Pixel-multiplying 3D-printed endoscope for intravascular diagnosis of smallest vessels

The smaller the diameter of an endoscope, the greater its potential for minimally invasive surgical treatments. In conventional, flexible (fiber-based) endoscopes with small diameters (<200 µm), imaging is severely limited by the number of fiber cores. Due to this limitation, the image is pixelated (image guide fiber) or, in the case of a single-mode fiber, consists of only a single pixel. In this project, an engineering approach is used to increase the number of pixels by spectral splitting, i.e. multiplying them. However, this requires very small color-splitting optical systems at the distal end of the endoscope, i.e., at the body-facing end of the fiber.

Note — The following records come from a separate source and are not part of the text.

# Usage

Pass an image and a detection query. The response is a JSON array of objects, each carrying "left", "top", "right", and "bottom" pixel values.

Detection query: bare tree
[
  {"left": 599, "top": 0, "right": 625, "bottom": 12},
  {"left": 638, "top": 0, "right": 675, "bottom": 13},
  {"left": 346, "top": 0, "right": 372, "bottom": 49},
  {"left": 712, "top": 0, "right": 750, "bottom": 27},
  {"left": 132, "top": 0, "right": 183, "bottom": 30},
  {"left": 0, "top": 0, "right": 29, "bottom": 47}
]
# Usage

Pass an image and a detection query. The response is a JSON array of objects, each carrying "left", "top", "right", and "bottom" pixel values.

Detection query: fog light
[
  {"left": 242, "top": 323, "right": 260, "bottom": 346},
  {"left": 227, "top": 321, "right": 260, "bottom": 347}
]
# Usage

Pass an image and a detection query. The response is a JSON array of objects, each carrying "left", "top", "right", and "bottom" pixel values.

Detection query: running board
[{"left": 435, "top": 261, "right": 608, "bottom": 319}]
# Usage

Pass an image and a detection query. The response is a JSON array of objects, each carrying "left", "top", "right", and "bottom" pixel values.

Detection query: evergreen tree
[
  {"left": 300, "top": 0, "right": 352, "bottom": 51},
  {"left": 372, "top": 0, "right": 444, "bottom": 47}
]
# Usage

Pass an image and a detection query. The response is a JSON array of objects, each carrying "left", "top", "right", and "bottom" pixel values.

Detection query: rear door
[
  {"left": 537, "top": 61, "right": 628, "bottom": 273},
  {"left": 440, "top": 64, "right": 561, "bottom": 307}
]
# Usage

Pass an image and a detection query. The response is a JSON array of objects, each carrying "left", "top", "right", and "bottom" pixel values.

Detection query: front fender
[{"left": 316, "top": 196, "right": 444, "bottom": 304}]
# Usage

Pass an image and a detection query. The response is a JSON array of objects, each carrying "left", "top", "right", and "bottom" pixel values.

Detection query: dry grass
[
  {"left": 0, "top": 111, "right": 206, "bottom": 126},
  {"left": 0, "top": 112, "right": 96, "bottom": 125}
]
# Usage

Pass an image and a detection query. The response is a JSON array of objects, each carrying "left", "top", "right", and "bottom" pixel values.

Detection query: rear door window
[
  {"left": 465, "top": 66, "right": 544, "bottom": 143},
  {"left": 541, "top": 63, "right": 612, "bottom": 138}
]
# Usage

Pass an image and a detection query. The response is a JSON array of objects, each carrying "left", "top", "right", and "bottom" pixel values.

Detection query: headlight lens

Such small spectral optics systems are practically impossible to produce directly on the fiber using conventional techniques. In this project, therefore, the idea will be implemented using 3D-printed micro-optics. Preliminary work has shown that so-called multiphoton lithography (3D printing technique) is capable of producing imaging systems on this size scale. The aim of this project is thus to combine the bold idea of spectral pixel multiplication with the innovative manufacturing process of 3D printing, thus opening up new fields of application in medical technology with extremely small and also flexible endoscopes. In the medium term, this should enable improved diagnostics and treatment of strokes and heart attacks, for example (funded by the Vector Stiftung, Universität Stuttgart and the MWK).